Design/methodology/approach
– Following a systematic literature search in Scopus and Web of Science, relevant empirical articles were identified by using the following criteria search algorithm: “insurance” and (“weather” or “micro” or “area?based” or “rain*” or “livestock” or “index”), and ((“empiric*” or “experiment” or “trial” or “RCT” or “impact”) or (“credit” or “loan*” or “debt” or “finance”)). The authors identified 1,133 related papers, 110 of which were selected as closely matching the study criteria. After removing duplicates and analysing each document, 45 papers were included in the current analysis. The framework for addressing insurance and credit issues, in the paper, entails three subsequent themes, namely, adoption of insurance, impact of insurance and links between insurance and credit.
Findings
– It is not confirmed yet that demand for insurance is indeed hump-shaped in risk aversion and the functional form of this relationship should be tested in more detail. This also holds for the magnitude of the effect of trust and education on actual demand. Furthermore, it is unclear to what extent other risk mitigation strategies form complements or substitutes to index-insurance. Lastly, the interaction between basis risk and price is important to the design of index-insurance products. If basis risk and price elasticity are indeed highly correlated, products that diminish basis risk are crucial in increasing demand. On the impact of bundled products, e.g. combination of insurance and credit, limited empirical research has been conducted. For example, it is unknown to what extent credit suppliers would react to the insured status of farmers or what the preferences of farmers are when it comes to a mix of financial products. In addition, several researchers have suggested that microfinance institutions or banks could insure themselves against covariate risk, yet no empirical evidence about this insurance mechanism has been conducted so far.

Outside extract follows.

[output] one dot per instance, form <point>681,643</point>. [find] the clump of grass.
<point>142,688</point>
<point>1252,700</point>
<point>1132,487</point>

Research limitations/implications
– The authors based the research on scientific literature uploaded in Scopus and Web of Science. Other potentially insightful grey literature was not included due to lack of accessibility. Given the research findings, there is plenty of opportunity for further research particularly with regard to the effects of bundled products, e.g. insurance plus credit, on demand for index-insurance, supply of credit, loan conditions and impact on farm productivity and farmers’ well-being.
Practical implications
– Microfinance institutions, insurance companies, NGOs, research institutions and universities, particularly in developing countries, will be interested to learn about the systematic review of scientific research done in the area of insurance and credit for agriculture and the possibilities for application in their own practice of supplying these financial products.
Social implications
– A rigorous understanding of the potential of index-insurance and credit is essential for identifying the right mix of financial products that help smallholder farmers to increase farm productivity and their own well-being.
Originality/value
– The paper is valuable due to its rigorous evaluation of existing theoretical and empirical research around issues explaining the degree of adoption and impact of index-insurance and that of bundled financial products (i.e. index-insurance plus credit). The paper has the potential to become essential reading for academics, practitioners and policy-makers interested in researching and putting in practice the best options leading to greater farm productivity and well-being in developing countries.